M3-BRIGADE ACQUISITION III CORP. ANNOUNCES INTENTION TO EXTEND PERIOD TO CONSUMMATE INITIAL BUSINESS COMBINATION
NEW YORK, July 20, 2023 /PRNewswire/ -- M3-Brigade Acquisition III Corp. (NYSE: MBSC) ("MBSC" or the "Company") announced today that, upon the request of the Company's sponsor, M3-Brigade Sponsor III LP (the "Sponsor"), its board of directors has approved an extension of the period of time the Company has to consummate its initial business combination by three months, from the current deadline of July 26, 2023 until October 26, 2023 (the "Extension"), pursuant to the Company's amended and restated certificate of incorporation (the "Charter"). The Charter permits a total of four three-month extensions (i.e., until October 26, 2023), of which this is the fourth.
In connection with the Extension, the Sponsor, or its affiliates or designees, will deposit an additional $1,696,500 into the Company's trust account, in part from the Company's working capital, for the benefit of the Company's public stockholders.

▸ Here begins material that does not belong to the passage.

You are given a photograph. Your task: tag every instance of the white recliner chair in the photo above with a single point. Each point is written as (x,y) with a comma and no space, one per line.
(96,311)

The Company's stockholders are not entitled to vote on or redeem their shares in connection with the Extension.
About M3-Brigade Acquisition III Corp.
M3-Brigade Acquisition III Corp. is a special purpose acquisition company listed on the New York Stock Exchange under the trading symbol "MBSC" organized by the founders and senior executives of M3 Partners, LP and Brigade Capital Management, LP for the purpose of effecting a merger, stock purchase or similar business combination with one or more businesses.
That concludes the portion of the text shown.